I have a MySQL table with a very large data. What I need is to find and separate duplicates from the unique rows
Let's say this is my table:
indx, data_lname, data_fname, data_mname, data_dob, data_mobile
What I'm doing right now is selecting all the rows in one query and then comparing each row with the same table using a different query. This works ok but slow as hell.
Can this be done with a single query?
private sub poplist()
DBstrSQL = "SELECT * from tbl_data order by indx asc"
Dim myCmd As New MySqlCommand
myCmd.CommandTimeout = 300
myCmd.CommandText = DBstrSQL
myCmd.Connection = MySqlConn
Dim myReader As MySqlDataReader = myCmd.ExecuteReader()
If myReader.HasRows = True Then
While myReader.Read()
if checkifdup(myReader.GetString("indx"),myReader.GetString("data_fname"),myReader.GetString("data_mname"),myReader.GetString("data_lname"),myReader.GetString("data_dob"),myReader.GetString("data_mobile"))=false then
With lstUnique.Items.Add(myreader.getstring("data_lname"))
.SubItems.Add(myreader.getstring("data_fname"))
.SubItems.Add(myreader.getstring("data_mname"))
.SubItems.Add(myreader.getstring("data_dob"))
.SubItems.Add(myreader.getstring("data_mobile"))
End With
else
With lstDup.Items.Add(myreader.getstring("data_lname"))
.SubItems.Add(myreader.getstring("data_fname"))
.SubItems.Add(myreader.getstring("data_mname"))
.SubItems.Add(myreader.getstring("data_dob"))

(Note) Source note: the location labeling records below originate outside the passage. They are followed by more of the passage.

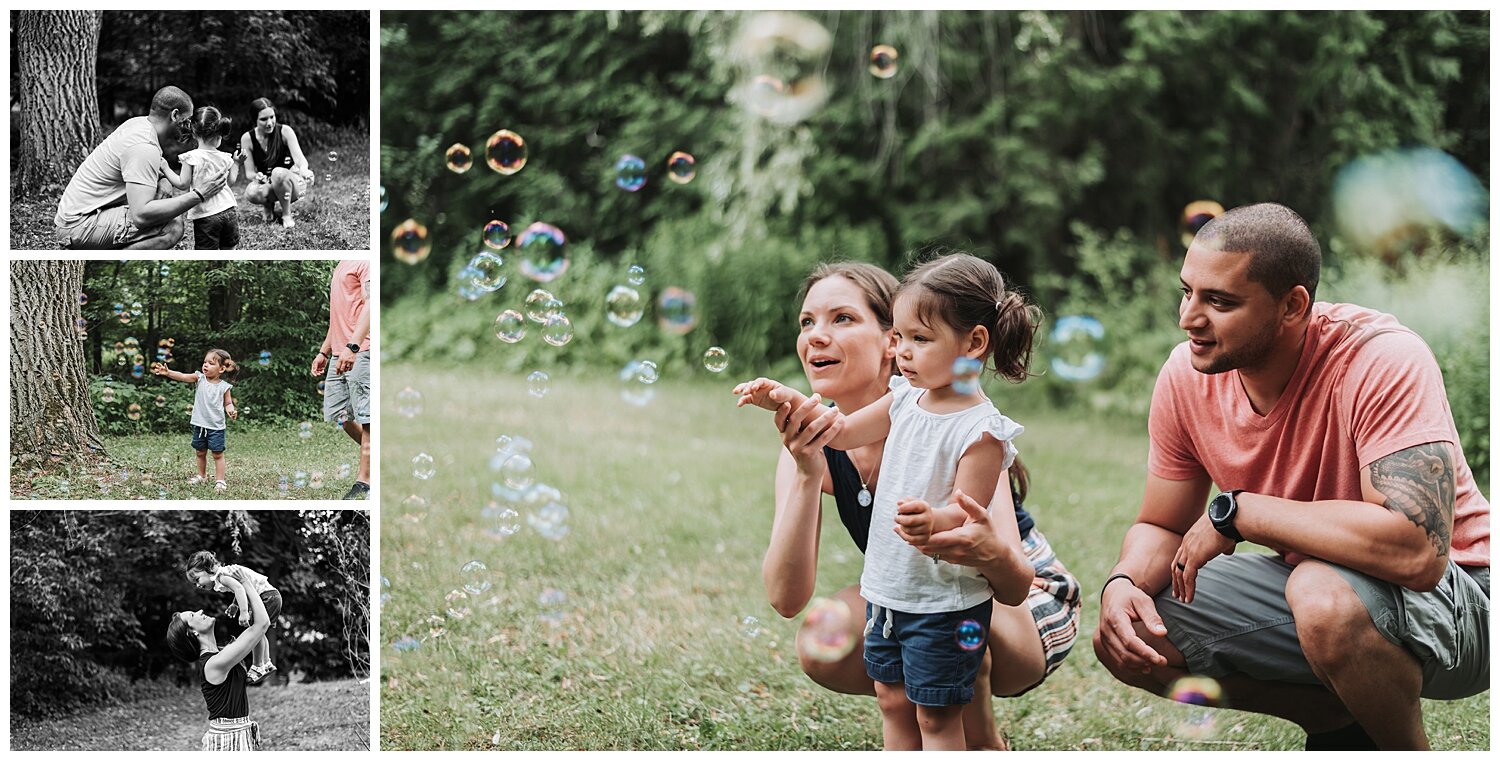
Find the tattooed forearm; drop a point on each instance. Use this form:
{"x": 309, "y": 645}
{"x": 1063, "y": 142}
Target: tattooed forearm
{"x": 1419, "y": 482}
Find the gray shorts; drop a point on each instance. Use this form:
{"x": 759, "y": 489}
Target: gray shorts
{"x": 1239, "y": 623}
{"x": 348, "y": 392}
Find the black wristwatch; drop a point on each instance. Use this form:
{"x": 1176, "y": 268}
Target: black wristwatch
{"x": 1223, "y": 511}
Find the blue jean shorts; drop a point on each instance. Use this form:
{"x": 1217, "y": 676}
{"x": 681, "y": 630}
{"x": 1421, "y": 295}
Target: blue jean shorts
{"x": 929, "y": 652}
{"x": 207, "y": 439}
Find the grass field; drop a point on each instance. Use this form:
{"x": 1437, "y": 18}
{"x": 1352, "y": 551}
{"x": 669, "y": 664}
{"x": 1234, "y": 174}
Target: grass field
{"x": 333, "y": 216}
{"x": 315, "y": 716}
{"x": 669, "y": 514}
{"x": 156, "y": 466}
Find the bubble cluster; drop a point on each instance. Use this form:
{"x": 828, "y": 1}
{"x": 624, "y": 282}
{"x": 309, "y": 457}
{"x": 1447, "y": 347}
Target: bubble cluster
{"x": 882, "y": 62}
{"x": 966, "y": 375}
{"x": 624, "y": 306}
{"x": 497, "y": 234}
{"x": 459, "y": 158}
{"x": 408, "y": 403}
{"x": 1077, "y": 348}
{"x": 510, "y": 326}
{"x": 716, "y": 359}
{"x": 506, "y": 152}
{"x": 630, "y": 173}
{"x": 969, "y": 635}
{"x": 543, "y": 252}
{"x": 681, "y": 167}
{"x": 1194, "y": 216}
{"x": 410, "y": 242}
{"x": 677, "y": 311}
{"x": 825, "y": 631}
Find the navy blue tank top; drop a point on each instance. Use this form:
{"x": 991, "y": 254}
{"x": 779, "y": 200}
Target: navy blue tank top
{"x": 857, "y": 518}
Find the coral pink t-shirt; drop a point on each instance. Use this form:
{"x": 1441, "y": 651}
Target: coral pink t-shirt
{"x": 347, "y": 290}
{"x": 1365, "y": 388}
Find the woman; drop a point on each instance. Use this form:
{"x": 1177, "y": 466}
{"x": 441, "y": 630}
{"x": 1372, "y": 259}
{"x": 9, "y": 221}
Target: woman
{"x": 189, "y": 637}
{"x": 848, "y": 354}
{"x": 275, "y": 164}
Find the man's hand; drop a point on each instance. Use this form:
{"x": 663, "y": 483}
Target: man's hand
{"x": 1119, "y": 608}
{"x": 1199, "y": 545}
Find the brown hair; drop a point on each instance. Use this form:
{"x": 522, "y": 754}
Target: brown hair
{"x": 1283, "y": 251}
{"x": 878, "y": 285}
{"x": 965, "y": 291}
{"x": 225, "y": 360}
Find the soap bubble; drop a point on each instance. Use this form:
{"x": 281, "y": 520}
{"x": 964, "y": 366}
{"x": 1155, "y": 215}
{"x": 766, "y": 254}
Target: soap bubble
{"x": 557, "y": 330}
{"x": 543, "y": 252}
{"x": 408, "y": 403}
{"x": 422, "y": 466}
{"x": 497, "y": 234}
{"x": 506, "y": 152}
{"x": 969, "y": 635}
{"x": 630, "y": 173}
{"x": 624, "y": 306}
{"x": 716, "y": 359}
{"x": 542, "y": 305}
{"x": 489, "y": 269}
{"x": 537, "y": 383}
{"x": 510, "y": 326}
{"x": 966, "y": 375}
{"x": 459, "y": 158}
{"x": 1076, "y": 353}
{"x": 681, "y": 167}
{"x": 675, "y": 311}
{"x": 410, "y": 242}
{"x": 476, "y": 577}
{"x": 1194, "y": 216}
{"x": 882, "y": 62}
{"x": 825, "y": 634}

.SubItems.Add(myreader.getstring("data_mobile"))
End With
end if
End While
end if
myReader.Close()
end sub
private function checkifdup(dataindx sa string, data1 as string,data2 as string, data3 as string, data4 as string, data5 as string) as boolean
myCmd.CommandText = "SELECT * from tbl_data where indx<>@indx and data_lname=@lname and data_mname=@mname and data_fname=@fname and (date_format(data_dob,'%m-%d-%Y')=@dob or data_mobile=@mobile) limit 1"
myCmd.Prepare()
myCmd.Parameters.AddWithValue("@lname", data3)
myCmd.Parameters.AddWithValue("@mname", data2)
myCmd.Parameters.AddWithValue("@fname", data1)
myCmd.Parameters.AddWithValue("@dob", data4)
myCmd.Parameters.AddWithValue("@mobile", data5)
myCmd.Parameters.AddWithValue("@indx", dataindx)
Dim myReader As MySqlDataReader = myCmd.ExecuteReader()
If myReader.HasRows = True Then
myReader.Close()
return True
Else
myReader.Close()
return false
End If
end function
-
\$\begingroup\$ It is working but it takes a lot of time to complete, say 1 hour for about 20k records. What im thinking is if there is another way of doing this that yields faster results. the code is quite simple, the first query is selecting a range of records, say, the first 20k rows, and then looping through each of the rows and cross checking them in another query. \$\endgroup\$user40501– user405012014年04月11日 06:23:20 +00:00Commented Apr 11, 2014 at 6:23
-
\$\begingroup\$ *code edited. basically if checkifdup()=false, it will add to unique table, if true, it will add to duplicate table \$\endgroup\$user40501– user405012014年04月11日 07:07:39 +00:00Commented Apr 11, 2014 at 7:07
1 Answer 1
You should never run a query in a loop, especially a loop where the number of queries issued scales with the size of the data. There is almost always a way to formulate the SQL such that you get the results you want with a small, fixed number of queries.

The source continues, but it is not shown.